I am trying to pass a list of valids identifiers to the parser. That is to say: I have a list with the identifiers and the parser should use them, I'm passing them as a parameter into the constructor.
Instead of identifiers = Literal('identifier1') | Literal('identifier2') | Literal('identifier whatever')
I have an array of identifiers identifiers = ['identifier1', 'identifier2', 'identifier whatever', ... 'identifier I can not what']
that I need to tell pyparsing to use as identifiers.
This is what I've done so far:
def __init__(self, idents):
if isinstance(idents, list) and idents:
for identifier in idents:
// and this is where I got stuck
// I tried:
// identifiers = Literal(identifier) but this keeps only the lastone
How can I achieve this?
The easiest way to convert a list of strings to a list of alternative parse expressions is to use oneOf
:
import pyparsing as pp
color_expr = pp.oneOf(["red", "orange", "yellow", "green", "blue", "purple"])
# for convenience could also write as pp.oneOf("red orange yellow green blue purple")
# but since you are working with a list, I am show code using a list
parsed_colors = pp.OneOrMore(color_expr).parseString("blue orange yellow purple green green")
# use pprint() to list out results because I am lazy
parsed_colors.pprint()
sum(color_expr.searchString("blue 1000 purple, red red swan okra kale 5000 yellow")).pprint()
Prints:
['blue', 'orange', 'yellow', 'purple', 'green', 'green']
['blue', 'purple', 'red', 'red', 'yellow']
So oneOf(["A", "B", "C"])
and the easy-button version oneOf("A B C")
are the same as Literal("A") | Literal("B") | Literal("C")
One thing to be careful of with oneOf
is that it does not enforce word boundaries
pp.OneOrMore(color_expr).parseString("redgreen reduce").pprint()
will print:
['red', 'green', 'red']
even though the initial 'red' and 'green' are not separate words, and the final 'red' is just the first part of 'reduce'. This is exactly the behavior you would get with using an explicit expression built up with Literal
s.
To enforce word boundaries, you must use the Keyword class, and now you have to use a bit more Python to build this up.
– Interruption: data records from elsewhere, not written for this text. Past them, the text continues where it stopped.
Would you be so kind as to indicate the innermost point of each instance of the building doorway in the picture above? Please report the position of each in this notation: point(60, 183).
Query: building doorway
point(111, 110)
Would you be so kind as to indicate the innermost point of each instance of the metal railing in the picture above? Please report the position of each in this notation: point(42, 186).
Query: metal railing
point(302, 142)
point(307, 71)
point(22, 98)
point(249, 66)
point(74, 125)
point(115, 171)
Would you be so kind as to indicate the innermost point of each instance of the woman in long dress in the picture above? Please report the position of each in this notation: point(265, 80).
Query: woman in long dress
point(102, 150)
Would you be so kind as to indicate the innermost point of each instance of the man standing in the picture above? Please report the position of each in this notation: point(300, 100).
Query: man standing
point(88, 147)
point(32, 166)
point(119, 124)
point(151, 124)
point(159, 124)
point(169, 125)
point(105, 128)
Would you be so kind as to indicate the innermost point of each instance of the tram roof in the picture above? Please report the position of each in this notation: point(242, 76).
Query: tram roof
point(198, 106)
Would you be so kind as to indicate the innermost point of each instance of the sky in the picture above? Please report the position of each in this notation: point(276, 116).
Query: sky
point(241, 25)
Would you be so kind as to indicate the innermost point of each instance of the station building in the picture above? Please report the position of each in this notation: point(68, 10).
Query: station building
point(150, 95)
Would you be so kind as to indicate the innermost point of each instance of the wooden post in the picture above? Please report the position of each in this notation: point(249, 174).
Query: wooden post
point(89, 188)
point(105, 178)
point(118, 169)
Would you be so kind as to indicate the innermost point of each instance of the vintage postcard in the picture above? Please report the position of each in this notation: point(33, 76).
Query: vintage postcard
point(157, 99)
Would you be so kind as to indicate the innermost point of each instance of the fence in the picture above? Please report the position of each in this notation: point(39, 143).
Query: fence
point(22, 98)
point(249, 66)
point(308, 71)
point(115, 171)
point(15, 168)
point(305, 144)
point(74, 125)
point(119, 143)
You will need to build up an Or or MatchFirst expression for your alternatives. Usually you build these up using '^' or '|' operators, respectively. But to create one of these using a list of expressions, then you would call the constructor form Or(expression_list)
or MatchFirst(expression_list)
.
If you have a list of strings, you could just create Or(list_of_identifiers)
, but this would default to converting the strings to Literals, and we've already seen you don't want that.
Instead, use your strings to create Keyword expressions using a Python list comprehension or generator expression, and pass that to the MatchFirst
constructor (MatchFirst will be more efficient than Or, and Keyword matching will be safe to use with MatchFirst's short-circuiting logic). The following will all work the same, with slight variations in how the sequence of Keywords is built and passed to the MatchFirst constructor:
# list comprehension
MatchFirst([Keyword(ident) for ident in list_of_identifiers])
# generator expression
MatchFirst(Keyword(ident) for ident in list_of_identifiers)
# map built-in
MatchFirst(map(Keyword, list_of_identifiers))
Here is the color matching example, redone using Keywords. Note how colors embedded in larger words are not matched now:
colors = ["red", "orange", "yellow", "green", "blue", "purple"]
color_expr = pp.MatchFirst(pp.Keyword(color) for color in colors)
sum(color_expr.searchString("redgreen reduce skyblue boredom purple 100")).pprint()
Prints:
['purple']